Vorteq Coil Finishers in Valencia, Pennsylvania, was fined $345,000 and deemed a ‘severe violator’ following the death of one of its workers in 2023.

The U.S. Department of Labor’s Occupational Safety and Health Administration determined that Vorteq could have prevented a 46-year-old supervisor from suffering fatal injuries in September 2023 by following required safety standards.

Vorteq has 10 coil coating lines in Pennsylvania, Wisconsin, Illinois, Tennessee, California, and Mexico. Investigators with OSHA fatality investigation determined the Vorteq employee was instructed to clean a chrome roller on a coater machine while in operation. The agency says the employee was pulled into the machine and suffered fatal injuries.

According to a statement from OSHA, the company was cited “for two willful and two serious violations based, in part, for failing to implement lockout/tagout procedures and not installing machine guarding.” OSHA has also proposed $345,685 in penalties and has placed the company in the agency’s Severe Violator Enforcement Program.
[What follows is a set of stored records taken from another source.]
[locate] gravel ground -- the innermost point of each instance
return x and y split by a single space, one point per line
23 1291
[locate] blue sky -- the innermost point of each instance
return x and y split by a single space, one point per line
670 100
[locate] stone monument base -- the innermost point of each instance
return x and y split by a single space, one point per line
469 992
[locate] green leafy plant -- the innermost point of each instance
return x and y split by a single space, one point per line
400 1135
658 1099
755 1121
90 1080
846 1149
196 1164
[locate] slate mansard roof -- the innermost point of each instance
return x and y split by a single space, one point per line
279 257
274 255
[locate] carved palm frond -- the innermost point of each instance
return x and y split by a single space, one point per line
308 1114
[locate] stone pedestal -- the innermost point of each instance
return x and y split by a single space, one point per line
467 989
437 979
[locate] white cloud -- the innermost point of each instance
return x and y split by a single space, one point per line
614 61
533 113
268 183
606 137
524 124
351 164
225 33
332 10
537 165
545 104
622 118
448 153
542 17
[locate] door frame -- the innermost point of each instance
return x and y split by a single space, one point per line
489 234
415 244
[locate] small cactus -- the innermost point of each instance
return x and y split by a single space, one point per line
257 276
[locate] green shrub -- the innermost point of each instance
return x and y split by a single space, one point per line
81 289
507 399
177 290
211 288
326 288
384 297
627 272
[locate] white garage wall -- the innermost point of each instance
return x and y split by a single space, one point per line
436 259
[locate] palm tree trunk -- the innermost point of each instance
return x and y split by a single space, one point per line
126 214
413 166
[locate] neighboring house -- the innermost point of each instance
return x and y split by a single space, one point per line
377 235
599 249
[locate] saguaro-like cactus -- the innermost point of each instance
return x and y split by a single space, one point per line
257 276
“Vorteq Coil Finishers’ failure to value employee safety created conditions that cost a worker his life,” says Christopher Robinson, OSHA Area Office Director in Pittsburgh. “This incident, and the company’s history of similar incidents and serious injuries at this and other plants, emphasize the crucial need for a shift in company culture to make worker safety and health a core workplace principle. OSHA will continue to monitor and hold the company accountable until there are sufficient changes.”

Robinson says in the news release, “All evidence gathered during the inspection revealed that management employees at the highest level of the plant knew how dangerous it was to clean this machine while it was operating but required employees to do so to minimize downtime and maximize production.”

OSHA says Vorteq has “15 business days from receipt of the citation and proposed penalties to comply and submit payment or contest the findings before the independent Occupational Safety and Health Review Commission.”